Let’s be clear out of the gate—there’s nothing wrong with posting about your relationship on social media. It’s a part of your life, and it only makes sense that you’d post about it as regularly as you do the other enjoyable things you experience. That said, we all know the difference between normal relationship posts and the type of relationship post that triggers alarm bells for those observing the love-stuffed feed. The former elicits, “Aw, cute!” reactions, while the latter makes you wonder what the heck is wrong with the person (and may inspire you to send screenshots to friends with jokes attached). Here, what your significant-other-centric posts are saying about your relationship (and, more importantly, about you).
Here's What Your Posting Style Says About You
A 2014 study found that those who posted about their relationship excessively on social media (in this case, Facebook) were dependent on said relationship for validation of their self-worth.
Sexologist Nikki Goldstein says couples who post the most on social media do so as a means of soliciting outside validation of their relationship. In other words, they do so because they're insecure within their relationship, and the likes they receive on their loved up, #blessed photos make them feel better about it.
Nikki also says the use of expressions like "my man" or "my bae" in social media captions is akin to a dog marking its territory. You need people to know that you have ownership over the other person, which is—you guessed it!—a further sign of insecurity.

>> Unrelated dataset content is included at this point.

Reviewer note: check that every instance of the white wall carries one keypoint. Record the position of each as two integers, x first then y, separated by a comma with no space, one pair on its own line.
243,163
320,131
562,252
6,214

We're not 100% sure if this one is still true in 2017, when absolutely everything is documented; however, it stands to reason that, as with anything in your life (even tropical vacations), the more you're enjoying the moment, the less concerned you are with social media. You may take photos, but you may not be so inclined to edit them, post them and hashtag the crap out of them if you're truly enjoying whatever you're experiencing with your boo. Excessive social media use has been linked to depression, and though this is a little bit of a chicken and egg scenario, we don't think it's far-fetched to assume those who post the most are the least happy in their relationships (and elsewhere).